鈴木 淳(日本史学)

準備不足のままの現役受験で三校を受けて全敗し浪人した私は、東大では文科三類を受験したが、他の大学では法学部や経済学部を受けた。文学部系を東大だけにしたのは、東大に受かるくらいの頭があったら好きなことをやって食べていけるだろうと思ったからだった。それは結果から見ればかならずしも誤解ではなかったが、駒場のクラスの人々との付き合いが深まるにつれ、自分の読みの甘さは認めざるを得なかった。語学で楽をしようという発想の人の多いはずの中国語クラスであったが、語学にしても学問にしても真剣に取り組み、あるいはすでに多くの知識をもっている同級生たちに驚かされた。自分が優れた学生でも、勉強好きでないことが良くわかった。
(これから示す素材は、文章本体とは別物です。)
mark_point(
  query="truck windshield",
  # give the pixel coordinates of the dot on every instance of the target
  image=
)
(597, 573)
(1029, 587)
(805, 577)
無理はしたくなかったので、駒場時代は、サークルを作り、クラス活動に取り組み、それが一段落した後は五月祭常任委員として過ごした。進学振分では、考えなしに教養学科の国際関係論を第一志望にしたが、落とされた。点が高くなければ希望の学科には進めない、などという事実からは目をそらしていたから、当たり前である。好きでなかった語学の点数は特に低かった。今にして思えば、語学をろくに学ばずに国際関係論をやろうなどというのは笑止千万なので、進学振分制度に少しだけ感謝している。

日本史に進んだのは、点数と語学の関係、そして進学後の選択の幅が広そうに思えたからであった。しかし、進学して早々、先輩たちに合宿に連れ出され、筆書きの崩し字を読まされたのは予想外であった。多くの学問で外国語の文献を参照しなくてはならないように、日本史を研究するには、漢文やわかりにくい古文、あるいは手書きの原史料を読まねばならない。文学部で学問に触れるというのは、そういうことに直面することである。

五月祭を無事に終えて、遅ればせながら本格的に向き合った日本史学の研究室は意外に居心地がよく、つい入り浸るようになった。駒場で輝いていた友人たちが熱心に民間企業への就職活動を始め、五月祭を熱心かつ官僚的に運営した仲間たちが公務員を進路に定めてゆく中で、自分は彼らが就職活動や試験勉強にあてるに違いない時間と労力を日本史の勉強にあて、大学院を受験する道を選んだ。自分の経験からは、なるべく多くの、どこかしら性格や好みが共通する同級生や先輩と知り合い、その進路を聞いたり、話し合ったりする中で自分にできることを見極めるのが重要だと思う。

教員になってから、駒場に五年間、文学部に十年間勤務したので、多くの学生たちの進路選択に立会い、また他の研究室の事情も少しはわかるようになった。向上心に富んだ教養学科生と接して、自分も国際関係論への志望を大切にし、そのために英語力をつけるという道もあったのでは、と思わないでもなかった。もしそれが可能であったとしたら、私は大学院には行かなかったであろう。仕事として研究をえらぶなら、自分が比較的無理なく取り組めなくては難しい。しかし、少しは英語力がつき、自分の勉学努力に自身を持った私が学部卒で就職したらより豊かな人生があったのでは、という夢は残る。希望する専攻に進むために成績を上げる努力をするのも、それは一つの正しい道である。

文学部に来てわかったのは、自分が日本史学でできることは幅広いと思っていたのは勉強不足のためだったということである。歴史の見方にはいろいろあるが、文学部の日本史は実証を重視しており、主題は日本史に関するかぎり何をやっても良いが、手法は実証的でなくてはならない。自分はたまたま文学部日本史の「実証」が好みに合ったので、日本史学を職業に選んだ。学部卒で就職する学生たちも、実証研究の面白さを感じられる人は、高く評価される卒業論文を書き、確かな学問をやった誇りを持って社会に出てゆく。一方、この研究の手法になじめず、良い思い出が残せない人もいる。日本史進学後に他の専攻へ移る人も毎年のようにいる。もちろん、やりたいことが見つかるなら一二年の無駄など何でもないので、それも良い選択である。しかし、多くの人が、後期課程で触れることになる「研究」が、語学力などの前提と、扱いたい対象、そしてその学問分野で要求される手法の組み合わせあることを意識しながら文学部教員の著書などにふれてくれたら、自分に適した選択ができる人が増え、また各研究室への進学希望者数が現在ほど偏ることもなくなるのではないかと思う。自分の過去を平気で語れるほど年をとったので、自分のことは棚に上げて、学生たちに期待する今日このごろである。